So if you look at two paintings, and are unaware of the creator or origin of either, how do you decide which is art? Do you assume both are art until you have reason to believe otherwise? Do you assume neither are art unless something prompts you to? By knowing the intent you can judge no art as art except for your own.
I may say of my own, "this piece was created in honor of my wife's love", and you would accept it as art? But what if I said that and was lying?
(Oh, and BROJ, my argument that follows also speaks against yours. I think what will follow shows that, in fact, not only does art exist, but it is not at all what you take it to be, being art only by the appraisal of the audience. I do not think this post-modern concept has much valididity to it, and I hope the following makes clear why.)
You mistake me. I am not talking about how you 'decide', I am talking in absolute terms what it is. If there is no intent behind it, it is not art, regardless of what decisions you make regarding it. That decision is irrelivant. Now, of course, everything has to have some measure of intent, but what I am speaking of is the artistic spirit.
I think you are taking a wrong line of questioning with this. I am not talking about how to be a critic. I am talking about the metaphysical concept. For me, the defenition of art is something that a human does with intent, imposing his or her will and conscious thought upon something. Whether or not they lie about 'why' they did it or not is entirely irrelivant. As is if I am aware of the creator. Again, the 'I' as the perceiver has nothing to do with making the thing art or not, and as for the judgment of if it is or not, well, it is generally pretty obvious if there is an intent behind it. Of course we are prone to mistake, and something that is not art then can masquerade as it, but that is outside the debate. Those are just pratical criticisms. I'm speaking of the concept here.
But yes, of course we make judgments. After all, if there were a lifelike model of a person, would you not, until you saw otherwise, work under the assumption that it was a person? Indeed, it may well not be, because to make a 'real' person requires many factors that a bare model simply does not have. Things such as thought and will. It is the same with a painting or some art. We work under the assumption that there is a thought and will standing behind it, making it art. Yet even as it is things such as thought and will through physical expression make a human, so too it is thought and will through media that make art what it is.
And I suppose that is the best analogy to take. You are basically taking art to be art in the same way that you could say anything that looks and makes something think it is human, IS human. It could be a model, a hologram, doesn't matter.
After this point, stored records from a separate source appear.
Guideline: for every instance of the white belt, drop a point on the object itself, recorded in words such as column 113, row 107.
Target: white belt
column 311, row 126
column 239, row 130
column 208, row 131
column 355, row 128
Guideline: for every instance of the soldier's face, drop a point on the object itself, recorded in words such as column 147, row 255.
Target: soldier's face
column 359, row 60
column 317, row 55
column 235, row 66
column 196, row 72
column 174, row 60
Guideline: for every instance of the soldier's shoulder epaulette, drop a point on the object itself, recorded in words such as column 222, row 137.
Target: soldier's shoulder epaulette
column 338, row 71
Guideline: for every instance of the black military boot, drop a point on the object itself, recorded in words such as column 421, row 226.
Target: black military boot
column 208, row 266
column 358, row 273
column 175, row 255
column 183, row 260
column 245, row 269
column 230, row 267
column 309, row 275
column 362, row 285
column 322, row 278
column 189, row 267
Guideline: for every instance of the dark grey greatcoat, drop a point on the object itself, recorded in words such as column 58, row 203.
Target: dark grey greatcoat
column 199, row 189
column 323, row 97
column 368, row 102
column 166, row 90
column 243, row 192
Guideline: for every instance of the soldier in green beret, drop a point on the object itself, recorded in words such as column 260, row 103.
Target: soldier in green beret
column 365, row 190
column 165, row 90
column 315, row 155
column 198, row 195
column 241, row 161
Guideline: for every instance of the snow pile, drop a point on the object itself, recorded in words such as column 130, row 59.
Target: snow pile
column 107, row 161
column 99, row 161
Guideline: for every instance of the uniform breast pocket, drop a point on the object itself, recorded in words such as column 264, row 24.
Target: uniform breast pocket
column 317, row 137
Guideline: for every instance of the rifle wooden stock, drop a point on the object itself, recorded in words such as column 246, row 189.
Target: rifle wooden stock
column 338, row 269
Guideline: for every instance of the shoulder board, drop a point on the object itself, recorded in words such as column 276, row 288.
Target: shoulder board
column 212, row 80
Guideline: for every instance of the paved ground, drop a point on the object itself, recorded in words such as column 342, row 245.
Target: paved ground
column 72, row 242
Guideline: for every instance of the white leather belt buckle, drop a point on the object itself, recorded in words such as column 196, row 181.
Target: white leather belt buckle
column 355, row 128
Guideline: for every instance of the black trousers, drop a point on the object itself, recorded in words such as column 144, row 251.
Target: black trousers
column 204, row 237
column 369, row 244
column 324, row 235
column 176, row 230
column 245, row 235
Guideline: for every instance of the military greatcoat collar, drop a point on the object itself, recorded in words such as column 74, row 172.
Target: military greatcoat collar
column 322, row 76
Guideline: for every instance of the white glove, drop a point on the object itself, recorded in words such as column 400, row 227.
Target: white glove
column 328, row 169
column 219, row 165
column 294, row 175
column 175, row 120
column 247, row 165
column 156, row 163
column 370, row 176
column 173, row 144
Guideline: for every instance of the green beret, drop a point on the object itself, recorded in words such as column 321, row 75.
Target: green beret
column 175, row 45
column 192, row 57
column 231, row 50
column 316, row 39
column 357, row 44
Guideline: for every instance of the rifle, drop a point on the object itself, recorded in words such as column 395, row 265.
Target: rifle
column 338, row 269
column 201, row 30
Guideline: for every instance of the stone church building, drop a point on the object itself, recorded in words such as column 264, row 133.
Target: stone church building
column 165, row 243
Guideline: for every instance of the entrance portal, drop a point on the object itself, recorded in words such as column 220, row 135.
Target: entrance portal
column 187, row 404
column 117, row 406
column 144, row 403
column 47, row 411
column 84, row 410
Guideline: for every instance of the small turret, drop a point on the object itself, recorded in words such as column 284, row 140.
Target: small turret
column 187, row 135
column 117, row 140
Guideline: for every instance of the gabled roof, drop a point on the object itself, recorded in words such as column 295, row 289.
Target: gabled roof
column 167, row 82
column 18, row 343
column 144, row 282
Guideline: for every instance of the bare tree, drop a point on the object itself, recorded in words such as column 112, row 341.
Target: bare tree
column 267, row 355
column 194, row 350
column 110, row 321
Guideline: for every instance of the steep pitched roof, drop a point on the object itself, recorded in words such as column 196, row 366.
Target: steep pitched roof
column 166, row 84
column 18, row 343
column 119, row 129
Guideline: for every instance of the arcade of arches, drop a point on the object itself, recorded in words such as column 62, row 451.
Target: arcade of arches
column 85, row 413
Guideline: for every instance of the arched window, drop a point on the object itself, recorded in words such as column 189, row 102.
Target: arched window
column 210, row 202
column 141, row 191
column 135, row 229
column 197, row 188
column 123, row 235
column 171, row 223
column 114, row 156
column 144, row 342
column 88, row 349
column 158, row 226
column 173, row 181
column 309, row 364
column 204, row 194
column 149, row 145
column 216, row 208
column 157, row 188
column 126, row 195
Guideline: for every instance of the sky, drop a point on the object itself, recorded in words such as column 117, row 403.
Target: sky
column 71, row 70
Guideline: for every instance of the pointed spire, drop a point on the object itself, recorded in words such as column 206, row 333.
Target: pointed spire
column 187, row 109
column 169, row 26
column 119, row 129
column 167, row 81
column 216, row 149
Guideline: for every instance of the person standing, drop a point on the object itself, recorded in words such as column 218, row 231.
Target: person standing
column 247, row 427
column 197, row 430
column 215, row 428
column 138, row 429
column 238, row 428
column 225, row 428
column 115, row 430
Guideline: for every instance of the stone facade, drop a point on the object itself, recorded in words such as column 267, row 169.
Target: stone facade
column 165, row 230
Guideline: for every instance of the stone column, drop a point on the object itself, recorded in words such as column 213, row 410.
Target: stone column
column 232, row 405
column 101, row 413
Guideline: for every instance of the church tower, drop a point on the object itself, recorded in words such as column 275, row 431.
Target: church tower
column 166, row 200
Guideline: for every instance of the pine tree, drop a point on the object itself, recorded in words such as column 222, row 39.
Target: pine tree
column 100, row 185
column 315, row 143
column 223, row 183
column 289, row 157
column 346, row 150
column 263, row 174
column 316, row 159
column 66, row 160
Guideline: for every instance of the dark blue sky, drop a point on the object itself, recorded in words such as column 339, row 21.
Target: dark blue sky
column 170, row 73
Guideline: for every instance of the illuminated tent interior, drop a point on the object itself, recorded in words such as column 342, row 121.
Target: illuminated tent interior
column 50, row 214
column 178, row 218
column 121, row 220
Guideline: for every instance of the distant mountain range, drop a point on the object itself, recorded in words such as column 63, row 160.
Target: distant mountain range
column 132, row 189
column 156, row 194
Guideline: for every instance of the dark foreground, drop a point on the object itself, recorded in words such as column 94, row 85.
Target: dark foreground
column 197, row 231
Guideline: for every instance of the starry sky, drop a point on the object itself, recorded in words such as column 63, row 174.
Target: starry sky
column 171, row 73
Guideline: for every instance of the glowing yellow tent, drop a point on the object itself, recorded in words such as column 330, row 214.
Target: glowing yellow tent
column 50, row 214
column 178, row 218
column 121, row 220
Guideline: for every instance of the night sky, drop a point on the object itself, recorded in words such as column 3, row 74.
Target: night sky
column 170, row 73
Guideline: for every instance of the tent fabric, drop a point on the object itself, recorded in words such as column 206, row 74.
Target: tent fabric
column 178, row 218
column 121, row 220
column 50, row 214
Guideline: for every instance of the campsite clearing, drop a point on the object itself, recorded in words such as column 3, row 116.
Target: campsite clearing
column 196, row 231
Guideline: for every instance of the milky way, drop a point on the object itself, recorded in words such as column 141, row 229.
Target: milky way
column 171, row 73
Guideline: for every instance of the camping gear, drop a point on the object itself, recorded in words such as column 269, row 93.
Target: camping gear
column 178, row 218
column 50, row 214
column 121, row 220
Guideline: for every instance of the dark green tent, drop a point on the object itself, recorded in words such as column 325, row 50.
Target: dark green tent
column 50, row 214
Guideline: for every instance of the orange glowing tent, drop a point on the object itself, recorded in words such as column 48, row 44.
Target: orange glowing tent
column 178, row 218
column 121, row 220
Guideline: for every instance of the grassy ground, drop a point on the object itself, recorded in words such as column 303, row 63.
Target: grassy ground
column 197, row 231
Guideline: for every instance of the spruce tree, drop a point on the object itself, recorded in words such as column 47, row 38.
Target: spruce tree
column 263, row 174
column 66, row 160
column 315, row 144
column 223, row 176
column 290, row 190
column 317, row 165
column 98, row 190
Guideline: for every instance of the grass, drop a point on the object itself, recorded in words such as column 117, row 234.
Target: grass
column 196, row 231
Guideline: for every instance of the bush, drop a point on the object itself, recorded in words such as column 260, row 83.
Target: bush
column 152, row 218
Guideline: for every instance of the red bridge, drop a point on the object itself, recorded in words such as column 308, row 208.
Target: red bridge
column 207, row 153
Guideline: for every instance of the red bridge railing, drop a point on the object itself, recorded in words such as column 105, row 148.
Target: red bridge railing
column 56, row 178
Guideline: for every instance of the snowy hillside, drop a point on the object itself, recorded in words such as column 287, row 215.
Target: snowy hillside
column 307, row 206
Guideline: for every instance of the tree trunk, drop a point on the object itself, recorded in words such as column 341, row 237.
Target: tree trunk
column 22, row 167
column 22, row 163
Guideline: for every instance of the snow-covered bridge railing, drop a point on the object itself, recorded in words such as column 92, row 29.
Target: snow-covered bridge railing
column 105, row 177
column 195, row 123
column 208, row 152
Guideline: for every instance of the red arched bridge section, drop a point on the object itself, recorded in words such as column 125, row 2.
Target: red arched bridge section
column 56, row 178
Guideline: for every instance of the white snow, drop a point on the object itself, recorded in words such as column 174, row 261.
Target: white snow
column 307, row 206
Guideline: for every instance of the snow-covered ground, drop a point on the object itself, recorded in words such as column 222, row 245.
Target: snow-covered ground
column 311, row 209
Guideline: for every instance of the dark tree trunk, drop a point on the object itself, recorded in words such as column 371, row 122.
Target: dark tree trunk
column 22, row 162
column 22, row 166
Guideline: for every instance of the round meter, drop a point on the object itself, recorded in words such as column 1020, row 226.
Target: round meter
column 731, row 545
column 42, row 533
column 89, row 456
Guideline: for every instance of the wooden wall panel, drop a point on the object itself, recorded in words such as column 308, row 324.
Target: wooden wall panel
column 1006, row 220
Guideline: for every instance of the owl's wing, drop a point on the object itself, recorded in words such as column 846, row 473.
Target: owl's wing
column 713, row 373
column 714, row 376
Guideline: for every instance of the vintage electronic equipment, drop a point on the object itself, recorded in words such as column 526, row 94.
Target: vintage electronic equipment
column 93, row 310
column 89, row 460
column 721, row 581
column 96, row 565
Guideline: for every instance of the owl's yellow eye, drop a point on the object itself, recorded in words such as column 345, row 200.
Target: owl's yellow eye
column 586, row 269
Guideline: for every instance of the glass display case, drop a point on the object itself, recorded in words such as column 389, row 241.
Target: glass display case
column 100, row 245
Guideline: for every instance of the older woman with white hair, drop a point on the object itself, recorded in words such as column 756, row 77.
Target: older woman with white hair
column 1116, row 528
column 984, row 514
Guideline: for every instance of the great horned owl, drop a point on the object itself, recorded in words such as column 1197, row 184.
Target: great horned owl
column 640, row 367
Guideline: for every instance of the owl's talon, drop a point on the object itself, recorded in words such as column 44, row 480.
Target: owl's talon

These all are human. What I am saying is that simple appearance and the way someone sees it does not make the thing what it is. A hologram, no matter how convincing it is, no matter what it instils in the perceiver, no matter how they view it, is still not human. In the same way art halt of intent, no matter how much it might affect someone, is not art. Yet this is what you are saying. That appearances matter most, and make a thing what it is.
So to answer the question fully, our perceptive minds work under certain assumptions so yes, we naturally assume that both are art, and yes, you accept what someone says as art. It may NOT be, but in the same way... if we saw an entirely lifelike hologram, we might say 'this is human'. It might be a wrong judgment, but we work on the principle of real until proven otherwise most of the time. That goes for physical experience and art alike. However, some things can show more intent than others. A hologram that just is there, doesn't move, has form devoid of intent, will not much appeal to our sense of the real, and we will hardly be fooled into thinking it human. But one that emulates the movement and emotions and the sounds, that will likely decieve us into thinking it real (Nb. in the example of the hologram I am not counting the fact that some intent had to put IT into place. It must be viewed as an example in isolation.) And on the furthest end, a real human does have such intents. In the same way with art. Some, by our natural process of perception, will appear to have had artistic intent, but not have it. Some is easier to see than others. For example, abstract art is almost entirely absent of intent. It is, as it were, mere form without substance, like a beautiful shell of a hologram with no movement or emotion. Yes, it can appeal to the emotions, I'll not deny it. But it is not art. That is, art requires substances, else it is not art. After all, look at a rainbow. How beautiful those colours! How appealing! More than most canvasses. But guess what? For all its beauty, it is not art. Why, then? If art is merely how we percieve it, call the rainbow art! Call the trees and the clouds works of art! But look at how I phrased that. WORKS of art. Art requires work, it requires intent. And so just like the clouds and the trees and the arcs of heaven, any one of those things you mention, if there is no intended meaning, might have beauty to your eyes and ears... but it is certainly not art. Else you are forced to classify all those natural things in the same category.
That, unfortunately, is the problem you run into when you ostracise intent from the matter, when you make it a mere matter of perception. I could well to call that bright yellow sun in the sky a marvellous work of art. Indeed, it's a better work of art than any mortal artist has yet constructed! After all, I percieve it, it makes me feel a certain way, and so on and so forth, with all the same words you use for what you are calling art. Yet it is not. And the only difference is willful intent. Therefore the defining principle of art must lie upon the will, not upon the perception.